Item 5(c) of the Schedule 13D is hereby amended by adding the following:
(c) The following table sets forth all transactions with respect to Shares effected during the past sixty (60) days by any of the
Reporting Persons and not previously reported on Schedule 13D. Except as otherwise noted below, all such transactions were purchases of Shares effected in the open market, and the table includes commissions paid in per share prices.

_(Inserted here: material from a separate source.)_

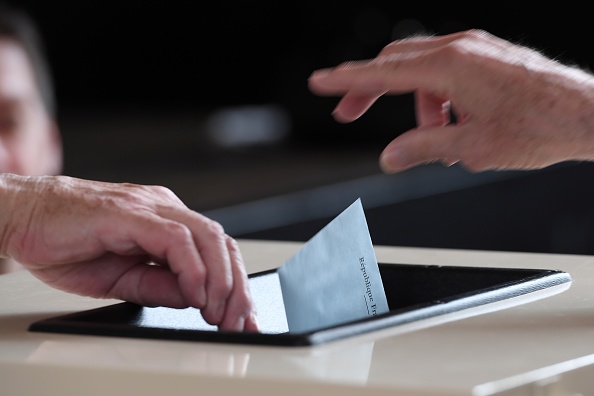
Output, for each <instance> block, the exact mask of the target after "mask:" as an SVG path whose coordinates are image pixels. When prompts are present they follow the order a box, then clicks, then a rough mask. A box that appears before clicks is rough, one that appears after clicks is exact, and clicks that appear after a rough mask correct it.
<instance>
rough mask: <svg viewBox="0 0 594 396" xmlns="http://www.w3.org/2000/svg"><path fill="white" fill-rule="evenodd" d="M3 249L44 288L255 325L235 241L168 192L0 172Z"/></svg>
mask: <svg viewBox="0 0 594 396" xmlns="http://www.w3.org/2000/svg"><path fill="white" fill-rule="evenodd" d="M0 200H1V202H2V209H1V210H0V230H1V233H0V254H1V256H2V257H5V258H10V259H14V260H16V261H18V262H20V263H21V264H22V265H23V266H24V267H25V268H26V269H27V270H29V271H30V272H31V274H33V275H34V276H35V277H37V278H39V279H40V280H41V281H43V282H45V283H47V284H48V285H50V286H52V287H54V288H57V289H60V290H63V291H66V292H70V293H75V294H79V295H83V296H90V297H95V298H116V299H121V300H125V301H130V302H134V303H137V304H141V305H145V306H167V307H172V308H186V307H195V308H199V309H200V310H201V313H202V316H203V317H204V319H205V320H206V321H207V322H208V323H210V324H212V325H217V326H218V327H219V329H221V330H234V331H258V325H257V320H256V312H255V307H254V304H253V302H252V299H251V296H250V291H249V285H248V280H247V275H246V271H245V268H244V263H243V259H242V256H241V253H240V251H239V248H238V246H237V243H236V242H235V240H234V239H232V238H231V237H230V236H228V235H227V234H225V232H224V230H223V228H222V227H221V226H220V225H219V224H218V223H216V222H215V221H213V220H210V219H208V218H206V217H204V216H203V215H201V214H199V213H197V212H195V211H192V210H190V209H189V208H188V207H187V206H186V205H184V204H183V203H182V201H181V200H180V199H179V198H178V197H177V196H176V195H175V194H174V193H173V192H171V191H170V190H169V189H167V188H165V187H160V186H144V185H135V184H126V183H105V182H98V181H90V180H83V179H76V178H71V177H67V176H28V177H27V176H18V175H14V174H7V173H5V174H0Z"/></svg>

Name of Reporting Person | Date of Transaction | Amount of Securities | Price Per Share ($) |
High River Limited Partnership | 08/06/2019 | 315,000 (1) | 6.45 (2) |
High River Limited Partnership | 08/07/2019 | 815,110 (1) | 6.58 (2) |
Icahn Partners LP | 08/06/2019 | 736,815 (1) | 6.45 (2) |
Icahn Partners LP | 08/07/2019 | 1,906,619 (1) | 6.58 (2) |
Icahn Partners Master Fund LP | 08/06/2019 | 523,185 (1) | 6.45 (2) |
Icahn Partners Master Fund LP | 08/07/2019 | 1,353,820 (1) | 6.58 (2) |
(1) | Represents Shares to be acquired pursuant to a forward contract. These forward contracts expire on July 22, 2021. |
(2) | Represents a forward price of $5 per Share, plus the amount per Share the Reporting Person paid the counterparty to the forward contract upon entering into such forward contract. The forward price is subject
to adjustment to account for any dividends or other distributions declared by the Issuer. In addition, the Reporting Person paid a financing charge to the counterparty to such forward contract. |
Item 6. Contracts, Arrangements, Understandings or
Relationship with Respect to Securities of the Issuer
The first paragraph of Item 6 of the Schedule 13D is hereby amended and restated as follows:
On the relevant dates listed above in Item 5(c), certain of the Reporting
Persons entered into forward contracts (the "Forwards") providing for the purchase by such Reporting Persons of an aggregate of 27,583,279 Shares at a forward
price of $5 per share, for an aggregate forward price of approximately $137.9 million, plus a financing charge. The forward price is subject to adjustment to account for any dividends or other distributions declared by the Issuer. The Reporting
Persons also paid the counterparty to the Forwards an aggregate amount of approximately $34.8 million upon entering into such Forwards.
SIGNATURE
After reasonable inquiry and to the best of each of the undersigned knowledge and belief, each of the undersigned certifies that the
information set forth in this statement is true, complete and correct.
Dated: August 7, 2019
ICAHN PARTNERS MASTER FUND LP
ICAHN OFFSHORE LP
ICAHN PARTNERS LP
ICAHN ONSHORE LP
BECKTON CORP.
HOPPER INVESTMENTS LLC
BARBERRY CORP.
HIGH RIVER LIMITED PARTNERSHIP
By: Hopper Investments LLC, general partner
By: Barberry Corp.
By: /s/ Edward E. Mattner
Name: Edward E. Mattner
Title: Authorized Signatory
ICAHN CAPITAL LP
By: IPH GP LLC, its general partner
By: Icahn Enterprises Holdings L.P., its sole member
By: Icahn Enterprises G.P. Inc., its general partner
IPH GP LLC
By: Icahn Enterprises Holdings L.P., its sole member
By: Icahn Enterprises G.P. Inc., its general partner
ICAHN ENTERPRISES HOLDINGS L.P.
By: Icahn Enterprises G.P. Inc., its general partner
ICAHN ENTERPRISES G.P. INC.
By: /s/ SungHwan Cho
Name: SungHwan Cho
Title: Chief Financial Officer
/s/ Carl C. Icahn
CARL C. ICAHN
[Signature Page of Amendment No. 2 to Schedule 13D – Cloudera, Inc.]